Avevo l'incarico di collaborare al progetto di massima di una piscina nell’ambito dello sviluppo dello studio complessivo del Piano generale della Quinta da Conceição, precedentemente elaborato da Távora (1956-1957).

L'intenzione di utilizzare i terreni residui di una tenuta espropriata per realizzare l’ampliamento del porto, aveva portato il Comune di Matosinhos a incaricare Távora della redazione del piano per trasformare i terreni della Quinta in un parco pubblico.

Lo studio avrebbe poi travalicato i limiti prestabiliti. Constatando infatti l'inadeguatezza del sistema viario a servizio del porto, Távora riuscì a far approvare una proposta di modifica radicale. Tale proposta includeva la localizzazione dei magazzini necessari, al di là di un anello verde intorno ai terreni portuali, integrando una proprietà confinante con la Quinta da Conceição (Quinta de Santiago).

Nel 1957, ho iniziato la mia collaborazione al progetto della piscina della Quinta (consegnato nel 1958), inseguendo l'espressione architettonica magistralmente realizzata nel padiglione del tennis di Távora, il primo progetto, all'epoca già concluso, per il parco.

Távora era molto paziente con gli studenti e con i giovani e inesperti collaboratori.

Non ho mai assistito al suo rifiuto di ragionare su qualche nostro suggerimento o di spiegarne, con calma, le ragioni di un’eventuale inadeguatezza.

Il mio lavoro proseguiva lentamente; nel mio entusiasmo giovanile, provavo mille alternative.

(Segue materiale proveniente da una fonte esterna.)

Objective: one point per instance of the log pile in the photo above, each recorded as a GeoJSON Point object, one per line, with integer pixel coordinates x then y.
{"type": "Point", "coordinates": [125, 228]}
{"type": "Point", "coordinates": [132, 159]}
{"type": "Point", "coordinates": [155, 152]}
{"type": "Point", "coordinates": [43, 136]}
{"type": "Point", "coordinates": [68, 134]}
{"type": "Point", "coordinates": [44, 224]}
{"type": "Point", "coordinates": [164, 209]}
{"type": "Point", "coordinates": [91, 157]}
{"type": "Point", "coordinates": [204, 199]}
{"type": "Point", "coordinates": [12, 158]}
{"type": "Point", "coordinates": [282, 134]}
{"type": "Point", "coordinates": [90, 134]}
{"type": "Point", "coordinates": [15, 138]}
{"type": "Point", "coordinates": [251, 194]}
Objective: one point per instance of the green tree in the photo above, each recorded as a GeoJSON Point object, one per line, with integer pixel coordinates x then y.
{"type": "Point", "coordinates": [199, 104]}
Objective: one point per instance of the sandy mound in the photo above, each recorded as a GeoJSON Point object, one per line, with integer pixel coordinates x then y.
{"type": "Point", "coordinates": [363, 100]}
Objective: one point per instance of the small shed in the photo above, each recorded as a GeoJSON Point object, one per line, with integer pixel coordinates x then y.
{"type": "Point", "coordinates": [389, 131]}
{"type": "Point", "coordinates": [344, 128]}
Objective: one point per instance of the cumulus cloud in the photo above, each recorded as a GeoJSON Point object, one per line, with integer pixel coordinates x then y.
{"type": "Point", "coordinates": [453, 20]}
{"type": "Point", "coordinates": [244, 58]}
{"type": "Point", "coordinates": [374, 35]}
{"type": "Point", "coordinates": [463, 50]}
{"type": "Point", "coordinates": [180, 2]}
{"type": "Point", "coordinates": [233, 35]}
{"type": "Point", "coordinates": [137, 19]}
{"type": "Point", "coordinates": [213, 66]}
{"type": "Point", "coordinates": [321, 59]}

Forse per questa ragione, un giorno Távora mi fece una proposta straordinaria: «È meglio che se lo porti a casa e lo sviluppi per conto suo; prometto di seguire il lavoro, sempre che lo consideri necessario».

Così è stato.

1 - Aa.Vv., Arquitectura Popular em Portugal, Sindicato Nacional dos Arquitectos: Lisboa, 1961 (3ª ed., 1988), pubblicazione della ricerca, svolta tra il 1955 e il 1960, denominata Inquérito á arquitectura regional portuguesa Il gruppo che Távora coordinava era composto anche da Rui Pimentel e António Meneres.

Nel 1956 la Municipalità di Matosinhos incarica Fernando Távora di realizzare un parco pubblico in un’area residua dei lavori di ampliamento del porto, in cui sorgevano due ville rurali con le relative tenute. Nel momento in cui Távora interviene sul terreno vi sono solamente i resti del chiostro di un convento quattrocentesco mai completato, alcune fontane monumentali e una cappella. Távora decide di non affrontare l’immagine perduta del convento, di cui non propone una restituzione, ma di indagare il “rituale spaziale” dell’esistente e tale indagine, che di fatto genera il progetto, avviene camminando, attraversando ripetutamente, “viaggiando” all’interno del luogo.

La Quinta da Conceição è dunque un progetto fondativo del metodo progettuale tavoriano che ne rivela gli aspetti più sottili, legati alla esperienza dei luoghi piuttosto che alla loro rappresentazione.

Il volume propone un esercizio di lettura affidato allo sguardo fotografico di diversi autori – Roberto Collovà, Alessandra Chemollo, Ivana Barbarito, Sebastiano Raimondo – in diversi tempi. La diversità degli sguardi su un’opera al tempo stesso sfuggente ed esemplare offre occasione per una riflessione, anche di carattere generale, riguardo a temi quali il rapporto tra l’architettura e le sue rappresentazioni, gli aspetti performativi del progetto, la conoscenza  della dimensione.